Aimee Mann, Squeeze in Royal Oak

So I had it a bit wrong. I thought -- clearly underestimating the "nostalgia" pull -- that if Aimee Mann and Squeeze were touring together, surely Mann was the headliner. And it wasn't until we got to the Royal Oak Music Theater (in the Detroit suburb of, you guessed it, Royal Oak) that I realized we had it backwards. Which was kind of fine with me. I was there to see Mann and while I was a big Squeeze fan in my teens, I kind of cringed at the idea of watching an ancient incarnation of a band I used to love. Hits too close to home in the age arena, you know? Chris and I hadn't been to Royal Oak before, so it was interesting in, you know, a not-that-interesting sort of way. (St. Louis readers will appreciate the tip that it reminded me a bit of Kirkwood.) I guess this is where Detroit keeps its white folk. A lot of the same shops you'd find in Ann Arbor with a less charming layout and a train track running right through it. It's entirely possible there's a lot more to it, but I didn't pick up on it.

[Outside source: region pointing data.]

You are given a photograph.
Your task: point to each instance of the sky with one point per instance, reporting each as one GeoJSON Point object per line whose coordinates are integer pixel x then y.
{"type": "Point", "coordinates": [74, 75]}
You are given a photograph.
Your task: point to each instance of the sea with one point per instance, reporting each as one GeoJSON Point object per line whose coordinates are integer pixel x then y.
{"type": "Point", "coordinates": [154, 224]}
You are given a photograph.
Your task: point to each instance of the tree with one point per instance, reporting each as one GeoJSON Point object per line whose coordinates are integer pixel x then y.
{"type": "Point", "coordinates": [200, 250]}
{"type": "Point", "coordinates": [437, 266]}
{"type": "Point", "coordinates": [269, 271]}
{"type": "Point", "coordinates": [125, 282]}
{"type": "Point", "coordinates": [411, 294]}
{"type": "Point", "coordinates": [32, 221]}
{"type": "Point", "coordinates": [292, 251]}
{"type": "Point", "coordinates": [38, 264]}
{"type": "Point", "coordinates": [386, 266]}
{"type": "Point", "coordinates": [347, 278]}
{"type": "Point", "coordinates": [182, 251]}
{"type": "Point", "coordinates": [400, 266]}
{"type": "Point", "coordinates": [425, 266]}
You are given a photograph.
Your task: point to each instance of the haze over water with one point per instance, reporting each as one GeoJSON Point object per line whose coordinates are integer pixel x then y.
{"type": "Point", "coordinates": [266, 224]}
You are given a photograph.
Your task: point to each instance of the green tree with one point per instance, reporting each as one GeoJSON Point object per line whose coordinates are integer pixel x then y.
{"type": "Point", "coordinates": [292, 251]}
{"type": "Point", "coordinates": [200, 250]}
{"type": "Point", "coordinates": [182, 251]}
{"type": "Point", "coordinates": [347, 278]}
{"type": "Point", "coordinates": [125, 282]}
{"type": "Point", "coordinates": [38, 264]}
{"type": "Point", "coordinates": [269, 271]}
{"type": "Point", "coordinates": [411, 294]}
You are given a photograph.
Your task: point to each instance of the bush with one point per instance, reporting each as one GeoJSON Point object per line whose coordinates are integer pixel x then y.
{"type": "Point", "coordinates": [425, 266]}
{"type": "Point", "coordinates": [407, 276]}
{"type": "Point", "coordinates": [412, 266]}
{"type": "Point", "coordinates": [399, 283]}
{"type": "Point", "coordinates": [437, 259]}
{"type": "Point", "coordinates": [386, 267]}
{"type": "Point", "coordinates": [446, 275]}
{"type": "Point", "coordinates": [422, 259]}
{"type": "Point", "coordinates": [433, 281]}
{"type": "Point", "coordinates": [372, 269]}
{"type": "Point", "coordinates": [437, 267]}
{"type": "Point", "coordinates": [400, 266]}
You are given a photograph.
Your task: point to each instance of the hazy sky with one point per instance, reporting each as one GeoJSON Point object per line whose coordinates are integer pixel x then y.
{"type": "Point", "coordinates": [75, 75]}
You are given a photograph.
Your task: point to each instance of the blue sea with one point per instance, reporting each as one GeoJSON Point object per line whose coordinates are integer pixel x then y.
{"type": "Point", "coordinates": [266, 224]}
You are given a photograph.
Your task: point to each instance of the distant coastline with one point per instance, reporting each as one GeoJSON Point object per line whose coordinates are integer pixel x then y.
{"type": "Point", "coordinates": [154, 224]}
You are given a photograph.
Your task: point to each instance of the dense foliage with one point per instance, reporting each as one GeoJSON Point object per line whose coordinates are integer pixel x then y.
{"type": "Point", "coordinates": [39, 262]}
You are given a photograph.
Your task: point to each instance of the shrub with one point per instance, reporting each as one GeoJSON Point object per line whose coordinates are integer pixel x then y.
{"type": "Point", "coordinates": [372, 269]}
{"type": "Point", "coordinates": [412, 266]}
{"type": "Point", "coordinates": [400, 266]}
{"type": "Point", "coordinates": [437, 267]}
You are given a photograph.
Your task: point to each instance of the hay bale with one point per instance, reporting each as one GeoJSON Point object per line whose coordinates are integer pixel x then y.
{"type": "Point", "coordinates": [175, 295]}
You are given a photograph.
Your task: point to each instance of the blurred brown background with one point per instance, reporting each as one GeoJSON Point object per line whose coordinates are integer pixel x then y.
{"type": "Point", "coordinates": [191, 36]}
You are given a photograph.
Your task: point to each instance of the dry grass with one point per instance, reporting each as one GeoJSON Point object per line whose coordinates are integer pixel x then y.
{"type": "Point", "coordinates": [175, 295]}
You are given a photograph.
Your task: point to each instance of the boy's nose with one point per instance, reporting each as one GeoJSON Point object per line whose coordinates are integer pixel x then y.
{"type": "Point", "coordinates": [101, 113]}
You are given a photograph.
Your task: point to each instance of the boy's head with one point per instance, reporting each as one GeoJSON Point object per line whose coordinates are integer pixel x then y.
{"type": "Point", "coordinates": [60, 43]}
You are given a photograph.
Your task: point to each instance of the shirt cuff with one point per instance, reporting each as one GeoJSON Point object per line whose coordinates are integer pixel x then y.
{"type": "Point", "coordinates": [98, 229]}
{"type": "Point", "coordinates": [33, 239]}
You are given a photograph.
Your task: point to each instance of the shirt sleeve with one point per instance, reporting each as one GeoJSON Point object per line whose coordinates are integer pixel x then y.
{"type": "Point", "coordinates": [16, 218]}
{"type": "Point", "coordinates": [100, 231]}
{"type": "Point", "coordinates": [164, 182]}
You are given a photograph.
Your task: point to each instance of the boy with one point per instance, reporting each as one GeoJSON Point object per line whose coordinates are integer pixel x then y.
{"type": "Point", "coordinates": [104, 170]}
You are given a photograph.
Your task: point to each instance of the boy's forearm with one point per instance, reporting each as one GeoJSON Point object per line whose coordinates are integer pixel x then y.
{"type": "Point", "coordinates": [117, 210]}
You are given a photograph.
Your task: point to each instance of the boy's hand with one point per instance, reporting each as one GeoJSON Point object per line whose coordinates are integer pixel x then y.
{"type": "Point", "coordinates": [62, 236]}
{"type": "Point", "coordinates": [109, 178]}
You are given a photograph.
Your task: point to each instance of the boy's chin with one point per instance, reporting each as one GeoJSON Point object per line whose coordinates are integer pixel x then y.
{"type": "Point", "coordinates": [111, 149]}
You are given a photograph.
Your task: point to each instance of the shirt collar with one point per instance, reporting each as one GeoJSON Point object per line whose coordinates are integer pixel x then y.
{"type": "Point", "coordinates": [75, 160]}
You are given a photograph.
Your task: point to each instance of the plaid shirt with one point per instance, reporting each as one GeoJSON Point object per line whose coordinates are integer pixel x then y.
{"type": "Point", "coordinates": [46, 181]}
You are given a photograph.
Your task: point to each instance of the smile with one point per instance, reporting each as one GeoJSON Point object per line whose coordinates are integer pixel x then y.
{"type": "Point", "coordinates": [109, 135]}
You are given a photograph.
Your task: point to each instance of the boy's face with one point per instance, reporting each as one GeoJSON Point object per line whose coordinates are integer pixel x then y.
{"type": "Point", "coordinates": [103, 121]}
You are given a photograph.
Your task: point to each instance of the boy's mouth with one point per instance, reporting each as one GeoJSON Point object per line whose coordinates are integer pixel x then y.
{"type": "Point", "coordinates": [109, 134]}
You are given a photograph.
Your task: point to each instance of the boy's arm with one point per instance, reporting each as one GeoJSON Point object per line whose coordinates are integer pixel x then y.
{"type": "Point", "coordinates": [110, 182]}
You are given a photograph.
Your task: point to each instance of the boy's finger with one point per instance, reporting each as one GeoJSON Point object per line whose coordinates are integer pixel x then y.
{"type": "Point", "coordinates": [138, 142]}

As soon as we were in line to get inside the theater, we realized this didn't look like an Aimee Mann crowd. How can I explain it? They looked too, like, buoyant and, you know, old. They were wearing too many pastels. In fact, it looked a lot like people had come straight from the golf course to take in a show. But could this really be Squeeze's crowd? The band that helped usher in the new wave/pop madness of the late-seventies and early eighties? (Oddly enough, the answer is, yes, yes, it was.)

The Music Theater is a decent enough space, though if it were spruced up a tad it would be stunning. It has an upper balcony with reserved seating and then a tiered floor plan for general admission, with a handful of cafe tables scattered throughout. I was surprised that you could smoke inside there, but what do I know? We nabbed some good seats at one of the ables and had a stellar view of the stage. (Although the price was very close proximity to speakers stage left.)

Mann was fantastic, in her particularly melancholy sort of way. From what we could hear over the crowd yammering at top volume, her voice was impeccable. As Chris mentioned, if she were able to engage the audience a bit more, it would be even better, but I'm not sure that's the kind of performer or person she is.  Jolly good show, but probably the wrong venue. I'd love to see her somewhere more intimate with a less beer-swillingy crowd.

Next came Squeeze and I sort of had the idea that we'd hear a few songs, then we could head out and get home at a decent hour like good folk. And there is the discomfort of noting that both the band and the audience are, well, old. (Also, I've never seen so many men with gigantic beer bellies at a show because, you know, I don't like country music.)

The original three members of Squeeze -- who, we must remember, joined forces in 1974 -- have all widened and morphed into some combination of Nathan Lane and Tom Conti. (The drummer and keyboardist are not original members, but the former may actually have been Bruce Willis. The keyboardist did his best to match the panache of the now-legendary Jools Holland.) But their voices? Exactly the same. It was surprisingly and powerfully nostalgic.

Squeeze, The Singles was the soundtrack for a lot of my freshman year, one of those albums I bonded with people over and made new friends, the way you seek out these similar threads at college. And they tossed out all the hits -- Tempted, Pulling Muscles from A Shell, Hourglass, Cool for Cats, Goodbye Girl, you name it. It was, in fact, a blast. I love, love, love how music has the power to bring the past rushing back, to dig into some part of you so deep and young and all the stuff that goes with it. Good times, people. Good times.